A 52-year-old man is evaluated for 4-week history of left lower extremity weakness that began with tripping on the left foot. He now must lift his knee to clear his foot off the ground. He reports no pain but has mild tingling on the lateral border of his left foot. Following a physical exam, lab test, and electromyogram, what is the most appropriate next step in management?


A 52-year-old man is evaluated for 4-week history of left lower extremity weakness that began with tripping on the left foot. He now must lift his knee to clear his foot off the ground. He reports no pain but has mild tingling on the lateral border of his left foot. He has no history of trauma or low back pain. He takes simvastatin for dyslipidemia.
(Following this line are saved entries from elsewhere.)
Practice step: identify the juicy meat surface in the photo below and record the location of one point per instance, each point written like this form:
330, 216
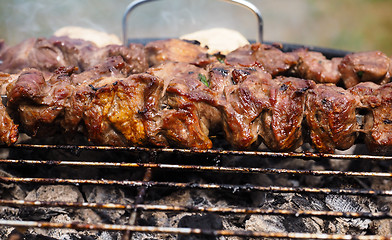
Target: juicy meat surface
377, 100
175, 50
272, 59
243, 103
36, 53
47, 106
315, 66
37, 103
50, 54
365, 66
331, 117
8, 129
281, 127
119, 110
188, 110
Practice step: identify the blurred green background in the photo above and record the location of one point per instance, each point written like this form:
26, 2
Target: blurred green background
356, 25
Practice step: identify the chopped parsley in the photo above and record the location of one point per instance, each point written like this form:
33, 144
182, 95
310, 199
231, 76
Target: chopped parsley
204, 79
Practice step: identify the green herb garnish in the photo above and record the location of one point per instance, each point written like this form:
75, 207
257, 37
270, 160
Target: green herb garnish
204, 80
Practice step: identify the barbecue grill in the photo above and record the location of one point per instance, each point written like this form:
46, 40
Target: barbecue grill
149, 176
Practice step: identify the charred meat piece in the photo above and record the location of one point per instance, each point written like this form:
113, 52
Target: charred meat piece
188, 111
331, 117
8, 129
49, 54
315, 66
365, 66
281, 127
378, 120
243, 103
38, 103
47, 106
36, 53
364, 92
272, 59
85, 54
175, 50
113, 67
118, 113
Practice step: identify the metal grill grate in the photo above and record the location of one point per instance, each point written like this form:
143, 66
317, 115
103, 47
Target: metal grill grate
154, 164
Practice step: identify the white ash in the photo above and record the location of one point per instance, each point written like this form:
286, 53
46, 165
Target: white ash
350, 204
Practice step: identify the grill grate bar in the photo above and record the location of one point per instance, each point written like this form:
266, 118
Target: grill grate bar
187, 231
198, 168
303, 155
194, 209
233, 188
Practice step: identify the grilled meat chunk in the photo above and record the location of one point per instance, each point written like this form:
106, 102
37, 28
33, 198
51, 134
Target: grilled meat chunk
8, 129
119, 111
49, 54
365, 66
331, 118
188, 106
315, 66
45, 107
38, 103
175, 50
281, 127
378, 120
272, 59
364, 92
85, 54
243, 103
36, 53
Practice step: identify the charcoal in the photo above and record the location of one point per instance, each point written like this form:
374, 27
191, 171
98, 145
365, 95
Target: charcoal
207, 221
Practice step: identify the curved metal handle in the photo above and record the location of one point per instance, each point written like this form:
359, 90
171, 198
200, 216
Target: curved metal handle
243, 3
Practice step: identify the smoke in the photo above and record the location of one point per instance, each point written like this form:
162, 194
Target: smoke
41, 18
159, 19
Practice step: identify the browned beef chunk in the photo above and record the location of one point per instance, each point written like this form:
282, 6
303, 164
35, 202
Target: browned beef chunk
365, 66
119, 111
243, 103
281, 127
2, 47
331, 118
8, 129
315, 66
44, 107
113, 67
175, 50
86, 54
50, 54
364, 92
188, 112
272, 59
35, 53
378, 120
39, 103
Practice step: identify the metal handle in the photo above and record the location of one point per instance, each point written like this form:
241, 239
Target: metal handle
242, 3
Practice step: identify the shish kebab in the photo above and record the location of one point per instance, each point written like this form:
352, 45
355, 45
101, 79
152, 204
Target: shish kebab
172, 93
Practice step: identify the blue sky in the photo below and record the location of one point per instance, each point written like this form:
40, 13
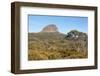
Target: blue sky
64, 23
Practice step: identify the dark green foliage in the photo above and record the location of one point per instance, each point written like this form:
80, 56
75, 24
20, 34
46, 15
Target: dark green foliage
46, 46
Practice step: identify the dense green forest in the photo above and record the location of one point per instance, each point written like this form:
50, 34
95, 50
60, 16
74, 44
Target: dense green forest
55, 45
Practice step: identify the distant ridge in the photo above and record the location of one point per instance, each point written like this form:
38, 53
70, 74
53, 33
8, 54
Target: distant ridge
50, 28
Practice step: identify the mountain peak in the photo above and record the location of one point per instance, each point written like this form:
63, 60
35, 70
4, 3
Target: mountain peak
50, 28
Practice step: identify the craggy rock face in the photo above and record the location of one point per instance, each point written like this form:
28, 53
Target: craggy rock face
50, 28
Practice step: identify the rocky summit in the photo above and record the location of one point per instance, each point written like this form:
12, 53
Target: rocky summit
50, 28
On physical examination, vital signs are normal. BMI is 27. Weakness on dorsiflexion, eversion of the left foot, and extension of the left big toe are observed. There is mild sensory loss on the lateral border of the left foot. Result of a straight-leg-raise test is negative. Plantar responses are flexor. The rest of the neurologic examination is normal.
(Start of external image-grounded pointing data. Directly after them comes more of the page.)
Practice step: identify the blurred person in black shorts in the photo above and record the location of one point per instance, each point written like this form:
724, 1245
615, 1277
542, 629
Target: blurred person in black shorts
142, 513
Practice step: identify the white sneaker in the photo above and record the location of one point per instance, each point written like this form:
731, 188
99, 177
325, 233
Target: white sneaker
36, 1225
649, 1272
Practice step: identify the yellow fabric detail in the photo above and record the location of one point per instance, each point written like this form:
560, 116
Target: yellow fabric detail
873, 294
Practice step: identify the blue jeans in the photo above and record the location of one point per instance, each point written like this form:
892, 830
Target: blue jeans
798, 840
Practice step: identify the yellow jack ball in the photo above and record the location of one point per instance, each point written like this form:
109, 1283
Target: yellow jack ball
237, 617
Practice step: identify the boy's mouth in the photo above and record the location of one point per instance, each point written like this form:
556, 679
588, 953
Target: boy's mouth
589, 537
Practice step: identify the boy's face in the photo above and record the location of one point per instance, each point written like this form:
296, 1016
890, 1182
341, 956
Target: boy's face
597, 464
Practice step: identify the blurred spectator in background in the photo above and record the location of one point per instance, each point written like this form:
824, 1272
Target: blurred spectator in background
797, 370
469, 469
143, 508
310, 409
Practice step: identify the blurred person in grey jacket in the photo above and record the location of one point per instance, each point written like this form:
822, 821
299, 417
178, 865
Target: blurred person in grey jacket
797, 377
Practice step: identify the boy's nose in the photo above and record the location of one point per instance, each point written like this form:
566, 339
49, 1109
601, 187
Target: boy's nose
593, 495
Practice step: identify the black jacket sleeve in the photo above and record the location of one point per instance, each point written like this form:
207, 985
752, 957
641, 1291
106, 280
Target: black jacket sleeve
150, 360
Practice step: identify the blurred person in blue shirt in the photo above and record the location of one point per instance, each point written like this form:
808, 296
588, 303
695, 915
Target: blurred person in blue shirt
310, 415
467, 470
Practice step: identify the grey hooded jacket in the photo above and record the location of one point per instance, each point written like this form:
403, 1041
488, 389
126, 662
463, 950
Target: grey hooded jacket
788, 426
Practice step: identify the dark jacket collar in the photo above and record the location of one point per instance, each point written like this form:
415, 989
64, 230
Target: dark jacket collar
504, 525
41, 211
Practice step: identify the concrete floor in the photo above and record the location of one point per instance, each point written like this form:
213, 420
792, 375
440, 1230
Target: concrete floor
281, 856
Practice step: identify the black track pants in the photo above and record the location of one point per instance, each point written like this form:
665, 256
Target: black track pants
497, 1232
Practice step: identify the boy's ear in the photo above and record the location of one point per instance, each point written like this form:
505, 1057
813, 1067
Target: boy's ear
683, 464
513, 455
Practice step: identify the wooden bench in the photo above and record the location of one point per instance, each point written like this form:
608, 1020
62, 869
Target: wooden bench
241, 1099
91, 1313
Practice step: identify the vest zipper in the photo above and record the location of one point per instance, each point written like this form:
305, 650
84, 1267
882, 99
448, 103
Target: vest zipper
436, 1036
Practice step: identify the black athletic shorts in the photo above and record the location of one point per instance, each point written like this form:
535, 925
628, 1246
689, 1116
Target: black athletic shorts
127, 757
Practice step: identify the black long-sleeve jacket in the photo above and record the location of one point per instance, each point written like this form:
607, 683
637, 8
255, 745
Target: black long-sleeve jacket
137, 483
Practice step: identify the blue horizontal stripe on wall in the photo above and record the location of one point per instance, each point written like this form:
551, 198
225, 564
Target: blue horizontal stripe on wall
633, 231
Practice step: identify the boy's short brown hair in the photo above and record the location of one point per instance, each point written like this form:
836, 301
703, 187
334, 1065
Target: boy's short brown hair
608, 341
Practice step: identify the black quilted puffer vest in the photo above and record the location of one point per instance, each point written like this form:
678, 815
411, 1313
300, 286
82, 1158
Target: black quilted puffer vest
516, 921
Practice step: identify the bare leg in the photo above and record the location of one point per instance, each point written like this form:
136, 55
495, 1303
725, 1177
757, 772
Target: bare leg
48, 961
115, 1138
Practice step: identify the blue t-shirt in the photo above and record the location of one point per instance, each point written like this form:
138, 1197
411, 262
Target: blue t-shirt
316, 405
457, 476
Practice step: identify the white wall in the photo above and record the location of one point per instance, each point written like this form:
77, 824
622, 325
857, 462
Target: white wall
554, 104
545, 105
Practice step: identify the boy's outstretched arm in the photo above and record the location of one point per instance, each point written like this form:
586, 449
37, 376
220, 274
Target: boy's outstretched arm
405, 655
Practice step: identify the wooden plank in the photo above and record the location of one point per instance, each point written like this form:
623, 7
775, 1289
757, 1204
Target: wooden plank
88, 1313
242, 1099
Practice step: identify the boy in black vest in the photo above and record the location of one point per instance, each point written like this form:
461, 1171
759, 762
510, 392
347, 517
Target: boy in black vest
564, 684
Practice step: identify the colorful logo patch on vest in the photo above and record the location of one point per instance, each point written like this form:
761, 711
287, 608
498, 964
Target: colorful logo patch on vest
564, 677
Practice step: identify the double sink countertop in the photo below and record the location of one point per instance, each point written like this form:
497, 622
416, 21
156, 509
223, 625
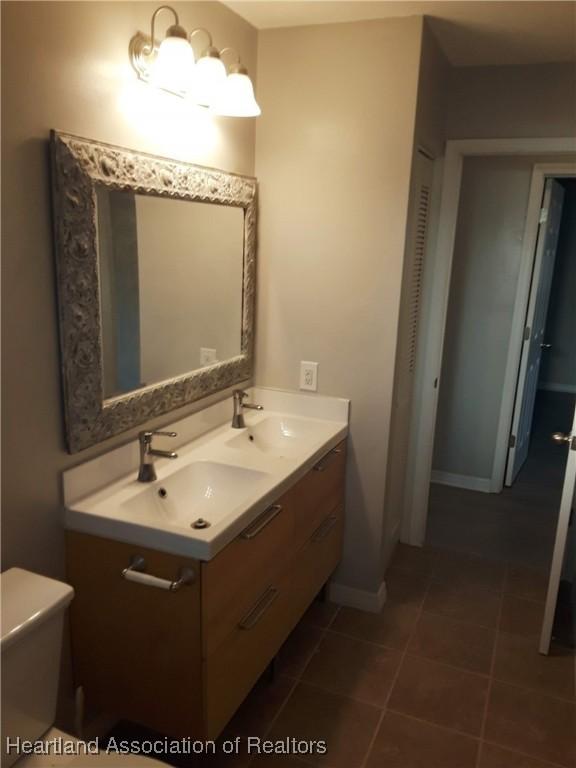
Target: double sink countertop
224, 477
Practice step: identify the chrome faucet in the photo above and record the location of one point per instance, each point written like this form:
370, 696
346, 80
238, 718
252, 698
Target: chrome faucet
239, 405
147, 471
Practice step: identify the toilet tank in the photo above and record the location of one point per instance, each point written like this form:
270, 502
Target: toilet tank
32, 611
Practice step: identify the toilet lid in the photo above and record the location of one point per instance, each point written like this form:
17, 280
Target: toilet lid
102, 760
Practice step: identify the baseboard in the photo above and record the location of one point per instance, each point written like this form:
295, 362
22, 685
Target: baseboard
358, 598
462, 481
569, 389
Serum creatine kinase level is normal.

An electromyogram reveals slow velocity of peroneal nerve conduction around the fibular neck. Other lower extremity motor and sensory nerve conduction measurements and needle examination results are normal.
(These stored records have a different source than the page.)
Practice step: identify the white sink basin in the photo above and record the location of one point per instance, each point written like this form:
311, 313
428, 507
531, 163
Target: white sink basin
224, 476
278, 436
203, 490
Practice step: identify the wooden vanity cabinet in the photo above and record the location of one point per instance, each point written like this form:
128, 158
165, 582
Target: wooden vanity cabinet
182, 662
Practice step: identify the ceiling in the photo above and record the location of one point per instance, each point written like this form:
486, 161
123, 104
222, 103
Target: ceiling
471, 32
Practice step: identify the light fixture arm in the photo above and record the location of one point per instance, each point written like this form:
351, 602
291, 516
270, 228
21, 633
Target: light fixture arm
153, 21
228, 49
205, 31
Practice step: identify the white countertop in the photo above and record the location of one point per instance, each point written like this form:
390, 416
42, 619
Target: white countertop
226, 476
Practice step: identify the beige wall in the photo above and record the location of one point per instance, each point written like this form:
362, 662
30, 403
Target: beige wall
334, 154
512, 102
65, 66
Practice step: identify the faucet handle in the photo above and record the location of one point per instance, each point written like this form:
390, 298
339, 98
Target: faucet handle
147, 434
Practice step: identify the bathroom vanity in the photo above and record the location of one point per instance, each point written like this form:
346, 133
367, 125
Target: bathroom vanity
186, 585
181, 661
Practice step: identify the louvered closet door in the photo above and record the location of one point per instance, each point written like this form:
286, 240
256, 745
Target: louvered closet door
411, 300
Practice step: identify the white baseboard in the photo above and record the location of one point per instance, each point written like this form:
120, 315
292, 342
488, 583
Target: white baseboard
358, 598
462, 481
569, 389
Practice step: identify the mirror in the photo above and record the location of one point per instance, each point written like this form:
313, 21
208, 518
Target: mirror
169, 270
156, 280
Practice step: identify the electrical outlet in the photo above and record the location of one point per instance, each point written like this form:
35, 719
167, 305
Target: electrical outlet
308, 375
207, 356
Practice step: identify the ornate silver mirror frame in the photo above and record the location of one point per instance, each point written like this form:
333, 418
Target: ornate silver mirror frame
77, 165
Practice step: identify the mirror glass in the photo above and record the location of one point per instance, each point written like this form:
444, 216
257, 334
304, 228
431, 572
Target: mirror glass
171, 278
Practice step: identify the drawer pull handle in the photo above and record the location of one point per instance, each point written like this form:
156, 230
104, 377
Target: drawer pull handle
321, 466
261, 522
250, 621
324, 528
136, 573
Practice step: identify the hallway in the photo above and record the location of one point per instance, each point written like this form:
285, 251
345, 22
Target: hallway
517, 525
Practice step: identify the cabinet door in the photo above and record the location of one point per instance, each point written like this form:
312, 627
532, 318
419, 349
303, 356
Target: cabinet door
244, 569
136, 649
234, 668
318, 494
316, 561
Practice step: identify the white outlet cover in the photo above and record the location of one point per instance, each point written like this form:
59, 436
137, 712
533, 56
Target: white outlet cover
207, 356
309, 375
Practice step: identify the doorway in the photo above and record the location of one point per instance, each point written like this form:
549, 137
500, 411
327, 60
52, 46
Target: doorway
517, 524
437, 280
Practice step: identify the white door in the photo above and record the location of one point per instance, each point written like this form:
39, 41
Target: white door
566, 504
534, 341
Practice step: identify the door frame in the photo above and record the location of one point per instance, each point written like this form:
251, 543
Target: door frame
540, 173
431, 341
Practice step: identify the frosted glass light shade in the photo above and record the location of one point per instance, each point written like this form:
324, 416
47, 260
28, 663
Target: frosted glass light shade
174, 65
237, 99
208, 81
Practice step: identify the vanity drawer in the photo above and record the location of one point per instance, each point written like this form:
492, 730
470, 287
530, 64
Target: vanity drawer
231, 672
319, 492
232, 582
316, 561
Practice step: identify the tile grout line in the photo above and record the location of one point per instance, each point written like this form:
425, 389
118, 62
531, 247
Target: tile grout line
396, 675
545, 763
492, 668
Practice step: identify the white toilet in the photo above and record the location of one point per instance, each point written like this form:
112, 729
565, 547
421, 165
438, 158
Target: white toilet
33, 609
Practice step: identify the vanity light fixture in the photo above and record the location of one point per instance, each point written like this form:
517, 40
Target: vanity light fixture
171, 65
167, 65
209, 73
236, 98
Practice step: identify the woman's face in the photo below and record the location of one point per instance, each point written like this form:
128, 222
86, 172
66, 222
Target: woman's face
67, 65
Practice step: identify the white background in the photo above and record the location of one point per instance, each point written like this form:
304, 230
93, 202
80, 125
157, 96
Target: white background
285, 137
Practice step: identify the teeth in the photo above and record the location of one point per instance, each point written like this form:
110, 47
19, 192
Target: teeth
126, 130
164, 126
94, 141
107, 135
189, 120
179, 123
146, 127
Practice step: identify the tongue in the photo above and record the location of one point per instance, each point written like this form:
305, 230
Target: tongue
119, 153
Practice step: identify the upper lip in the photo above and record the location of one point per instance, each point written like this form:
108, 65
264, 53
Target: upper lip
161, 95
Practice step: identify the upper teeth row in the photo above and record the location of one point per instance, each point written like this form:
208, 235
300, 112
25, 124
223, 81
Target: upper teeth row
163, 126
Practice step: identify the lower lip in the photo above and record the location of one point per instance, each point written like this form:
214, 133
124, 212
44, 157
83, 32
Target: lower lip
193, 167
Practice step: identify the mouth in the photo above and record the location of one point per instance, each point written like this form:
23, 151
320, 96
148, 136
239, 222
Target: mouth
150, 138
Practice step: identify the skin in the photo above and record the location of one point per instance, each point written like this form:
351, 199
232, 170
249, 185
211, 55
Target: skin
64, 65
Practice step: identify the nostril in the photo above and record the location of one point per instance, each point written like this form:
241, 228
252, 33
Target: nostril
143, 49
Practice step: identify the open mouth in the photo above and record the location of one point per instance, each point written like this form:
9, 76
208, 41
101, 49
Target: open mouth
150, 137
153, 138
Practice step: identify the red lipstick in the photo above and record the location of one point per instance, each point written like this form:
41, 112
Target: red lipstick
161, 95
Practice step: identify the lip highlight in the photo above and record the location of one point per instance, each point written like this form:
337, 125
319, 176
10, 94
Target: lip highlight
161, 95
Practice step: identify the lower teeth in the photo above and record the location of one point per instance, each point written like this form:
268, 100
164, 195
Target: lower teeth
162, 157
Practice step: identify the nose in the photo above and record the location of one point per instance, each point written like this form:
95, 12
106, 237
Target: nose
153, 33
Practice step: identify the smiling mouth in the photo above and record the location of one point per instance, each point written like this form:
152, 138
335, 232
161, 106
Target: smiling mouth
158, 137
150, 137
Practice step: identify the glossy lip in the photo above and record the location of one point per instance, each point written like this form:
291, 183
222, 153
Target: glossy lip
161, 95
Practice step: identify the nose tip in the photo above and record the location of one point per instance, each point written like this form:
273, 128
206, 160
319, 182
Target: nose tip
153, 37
Which of the following is the most appropriate next step in management?

A. Avoid leg crossing
B. Avoid prolonged standing
C. Discontinue simvastatin
D. Pursue weight loss

Reveal the Answer

MKSAP Answer and Critique

The correct answer is A. Avoid leg crossing. This content is available to MKSAP 19 subscribers as Question 8 in the Neurology section. More information about MKSAP is available online.

The most appropriate next step in management is to avoid leg crossing (Option A). This patient has focal mononeuropathy of the peroneal nerve. Foot drop can be caused by injury to the peroneal nerve, sciatic nerve, or lumbar L5 nerve root or by a central nervous system lesion. In this patient, the distribution of motor and sensory deficits and the electromyography finding of focal slowing of peroneal nerve conduction around the fibular neck points toward an injury of the peroneal nerve around its most common site of compression around the fibular neck. There is no electromyographic or clinical evidence of injury affecting a more proximal site, and no upper motor neuron findings support a central cause. Most peroneal mononeuropathies are caused by compression due to frequent crossing of legs, weight loss, or trauma. In addition to advising the patient to avoid crossing his legs, stretching exercises to maintain range of motion and use of an ankle orthosis to compensate for foot drop may be considered.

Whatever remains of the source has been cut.